Perales A J, Diago V J, Monleón-Sancho J, Grifol R, Dominguez R, Minguez J A, Monleón J
Servicio de Obstetricia, Hospital Maternal La Fe, Universitat de Valencia, Spain.
Arch Gynecol Obstet. 1994;255(3):119-23. doi: 10.1007/BF02390938.

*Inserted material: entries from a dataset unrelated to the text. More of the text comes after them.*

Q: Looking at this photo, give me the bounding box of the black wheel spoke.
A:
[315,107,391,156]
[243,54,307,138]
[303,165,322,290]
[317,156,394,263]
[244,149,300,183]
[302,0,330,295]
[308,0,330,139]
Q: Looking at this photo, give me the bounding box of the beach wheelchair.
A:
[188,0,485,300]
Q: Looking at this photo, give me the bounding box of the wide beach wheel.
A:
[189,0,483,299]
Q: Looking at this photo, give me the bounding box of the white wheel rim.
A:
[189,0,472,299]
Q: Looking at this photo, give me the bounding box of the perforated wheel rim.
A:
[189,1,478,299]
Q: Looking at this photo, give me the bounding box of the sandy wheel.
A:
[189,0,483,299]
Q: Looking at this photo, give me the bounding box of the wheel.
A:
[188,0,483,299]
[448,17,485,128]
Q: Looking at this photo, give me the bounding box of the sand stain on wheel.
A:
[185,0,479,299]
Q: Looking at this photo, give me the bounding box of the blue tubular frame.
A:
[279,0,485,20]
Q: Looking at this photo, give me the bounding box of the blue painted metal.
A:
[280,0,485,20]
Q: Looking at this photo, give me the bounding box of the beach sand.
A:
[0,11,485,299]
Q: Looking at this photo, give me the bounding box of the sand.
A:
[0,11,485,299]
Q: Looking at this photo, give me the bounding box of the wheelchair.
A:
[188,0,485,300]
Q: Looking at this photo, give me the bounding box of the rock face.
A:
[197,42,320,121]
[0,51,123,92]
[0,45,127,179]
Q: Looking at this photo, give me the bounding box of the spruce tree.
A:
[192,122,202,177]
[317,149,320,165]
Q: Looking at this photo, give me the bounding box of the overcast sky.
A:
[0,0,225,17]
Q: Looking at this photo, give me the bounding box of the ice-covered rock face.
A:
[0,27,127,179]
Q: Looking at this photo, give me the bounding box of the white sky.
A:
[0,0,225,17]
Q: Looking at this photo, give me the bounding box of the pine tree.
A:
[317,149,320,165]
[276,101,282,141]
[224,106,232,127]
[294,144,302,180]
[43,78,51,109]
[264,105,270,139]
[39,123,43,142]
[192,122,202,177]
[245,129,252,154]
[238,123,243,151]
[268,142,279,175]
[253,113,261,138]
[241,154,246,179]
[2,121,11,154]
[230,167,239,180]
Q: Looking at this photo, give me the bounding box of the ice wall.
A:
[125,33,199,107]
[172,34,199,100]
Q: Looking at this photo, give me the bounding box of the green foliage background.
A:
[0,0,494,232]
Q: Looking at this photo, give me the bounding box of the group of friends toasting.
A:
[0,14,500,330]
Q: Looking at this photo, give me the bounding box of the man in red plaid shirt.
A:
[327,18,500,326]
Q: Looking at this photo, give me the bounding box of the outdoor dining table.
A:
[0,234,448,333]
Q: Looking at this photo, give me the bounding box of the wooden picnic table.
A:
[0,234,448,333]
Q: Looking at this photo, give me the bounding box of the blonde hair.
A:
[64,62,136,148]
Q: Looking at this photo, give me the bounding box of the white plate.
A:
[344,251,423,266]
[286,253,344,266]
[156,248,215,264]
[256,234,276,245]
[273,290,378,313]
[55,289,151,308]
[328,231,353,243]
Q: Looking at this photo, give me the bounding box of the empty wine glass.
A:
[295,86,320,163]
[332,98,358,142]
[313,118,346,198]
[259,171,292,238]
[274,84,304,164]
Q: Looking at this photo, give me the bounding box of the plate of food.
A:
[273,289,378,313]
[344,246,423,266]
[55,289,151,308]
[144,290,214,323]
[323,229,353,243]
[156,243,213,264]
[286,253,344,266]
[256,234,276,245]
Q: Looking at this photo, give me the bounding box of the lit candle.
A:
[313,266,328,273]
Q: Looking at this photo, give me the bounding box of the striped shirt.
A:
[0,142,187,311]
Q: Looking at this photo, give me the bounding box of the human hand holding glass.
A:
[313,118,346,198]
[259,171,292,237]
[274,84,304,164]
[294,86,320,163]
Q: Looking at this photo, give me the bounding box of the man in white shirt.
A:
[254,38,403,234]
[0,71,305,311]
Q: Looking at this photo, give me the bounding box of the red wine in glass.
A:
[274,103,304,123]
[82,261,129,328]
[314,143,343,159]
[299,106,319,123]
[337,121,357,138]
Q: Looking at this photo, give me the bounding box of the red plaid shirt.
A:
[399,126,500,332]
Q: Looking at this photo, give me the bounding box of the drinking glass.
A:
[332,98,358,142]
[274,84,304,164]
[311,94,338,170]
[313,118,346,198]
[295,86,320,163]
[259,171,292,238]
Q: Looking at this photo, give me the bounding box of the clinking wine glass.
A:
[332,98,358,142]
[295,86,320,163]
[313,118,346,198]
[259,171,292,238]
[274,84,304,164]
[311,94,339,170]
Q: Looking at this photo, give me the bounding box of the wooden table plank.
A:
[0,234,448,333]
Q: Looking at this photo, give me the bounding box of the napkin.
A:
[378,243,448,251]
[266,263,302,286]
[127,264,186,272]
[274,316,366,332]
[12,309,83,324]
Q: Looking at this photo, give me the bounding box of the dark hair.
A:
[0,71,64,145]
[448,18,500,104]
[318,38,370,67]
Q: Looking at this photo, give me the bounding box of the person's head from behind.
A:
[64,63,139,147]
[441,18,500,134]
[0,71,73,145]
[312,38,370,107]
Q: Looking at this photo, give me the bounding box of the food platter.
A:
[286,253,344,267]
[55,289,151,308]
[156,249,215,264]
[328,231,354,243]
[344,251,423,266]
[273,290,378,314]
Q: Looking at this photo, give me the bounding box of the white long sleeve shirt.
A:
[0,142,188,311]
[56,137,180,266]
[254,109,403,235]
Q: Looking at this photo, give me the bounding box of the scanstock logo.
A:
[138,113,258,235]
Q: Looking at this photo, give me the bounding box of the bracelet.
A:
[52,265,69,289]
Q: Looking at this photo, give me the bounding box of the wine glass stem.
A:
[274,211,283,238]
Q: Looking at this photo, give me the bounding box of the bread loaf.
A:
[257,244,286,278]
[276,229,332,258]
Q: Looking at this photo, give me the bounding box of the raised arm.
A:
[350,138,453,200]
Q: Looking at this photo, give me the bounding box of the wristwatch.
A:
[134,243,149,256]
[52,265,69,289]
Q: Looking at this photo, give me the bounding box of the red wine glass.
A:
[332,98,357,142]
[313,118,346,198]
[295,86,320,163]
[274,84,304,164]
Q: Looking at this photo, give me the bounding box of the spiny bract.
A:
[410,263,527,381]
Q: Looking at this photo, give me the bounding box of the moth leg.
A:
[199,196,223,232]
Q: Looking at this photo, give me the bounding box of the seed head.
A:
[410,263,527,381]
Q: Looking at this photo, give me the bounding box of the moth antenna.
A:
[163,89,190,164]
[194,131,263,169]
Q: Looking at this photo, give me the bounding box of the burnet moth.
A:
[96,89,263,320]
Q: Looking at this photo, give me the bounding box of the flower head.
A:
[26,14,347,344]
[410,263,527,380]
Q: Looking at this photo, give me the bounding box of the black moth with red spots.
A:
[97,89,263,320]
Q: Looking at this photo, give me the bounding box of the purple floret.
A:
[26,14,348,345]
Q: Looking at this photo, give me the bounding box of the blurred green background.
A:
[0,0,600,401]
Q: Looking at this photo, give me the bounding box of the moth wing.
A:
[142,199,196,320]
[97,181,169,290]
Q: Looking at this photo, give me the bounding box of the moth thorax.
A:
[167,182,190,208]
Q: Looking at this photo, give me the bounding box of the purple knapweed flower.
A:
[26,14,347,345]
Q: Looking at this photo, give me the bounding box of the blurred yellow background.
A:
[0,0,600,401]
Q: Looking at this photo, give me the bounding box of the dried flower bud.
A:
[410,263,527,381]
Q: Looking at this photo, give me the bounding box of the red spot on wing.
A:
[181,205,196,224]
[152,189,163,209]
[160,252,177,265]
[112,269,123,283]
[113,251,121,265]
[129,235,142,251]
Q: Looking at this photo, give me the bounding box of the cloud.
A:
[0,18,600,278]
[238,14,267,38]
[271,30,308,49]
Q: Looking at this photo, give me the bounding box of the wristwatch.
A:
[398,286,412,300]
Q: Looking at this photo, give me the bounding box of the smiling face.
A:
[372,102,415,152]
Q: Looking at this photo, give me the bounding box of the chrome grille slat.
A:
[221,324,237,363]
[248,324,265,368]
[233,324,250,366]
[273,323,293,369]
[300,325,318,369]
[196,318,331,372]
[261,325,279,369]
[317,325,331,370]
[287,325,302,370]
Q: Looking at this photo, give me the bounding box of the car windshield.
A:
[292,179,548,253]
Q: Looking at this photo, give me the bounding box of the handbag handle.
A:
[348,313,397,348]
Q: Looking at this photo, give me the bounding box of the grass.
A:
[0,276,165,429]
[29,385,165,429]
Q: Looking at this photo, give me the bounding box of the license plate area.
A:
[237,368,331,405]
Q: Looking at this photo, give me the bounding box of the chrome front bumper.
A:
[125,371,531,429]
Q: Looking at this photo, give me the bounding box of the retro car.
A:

In a prospective study, 140 patients had an oxytocin challenge test with either a continuous or a pulsed infusion (one minute of infusion in every five minutes). Both infusion regimens had similar success rates in terms of uterine contractions (97.1 vs 98.6%). The potency ratio (pulsed versus continuous infusion) was significant at 2.7 (1.27 to 5.2), which means that more uterine activity was induced with each mU of oxytocin with pulsatile than with continuous administration. The total amount of oxytocin required to obtain three good contractions in 10 minutes was about 40% less with pulsed administration than with continuous infusion, but the test took 40 minutes longer with the pulsed than with the continuous infusion (P < 0.01).
在一项前瞻性研究中,140例患者接受了缩宫素激惹试验,采用持续输注或脉冲式输注(每5分钟输注1分钟)。两种输注方案在子宫收缩方面的成功率相似(分别为97.1%和98.6%)。效价比(脉冲式输注与持续输注)为2.7(1.27至5.2),具有显著性差异,这意味着与持续给药相比,每毫单位缩宫素脉冲式给药诱导的子宫活动更多。脉冲式给药获得10分钟内3次良好宫缩所需的缩宫素总量比持续输注少约40%,但脉冲式输注试验比持续输注试验所需时间长40分钟(P<0.01)。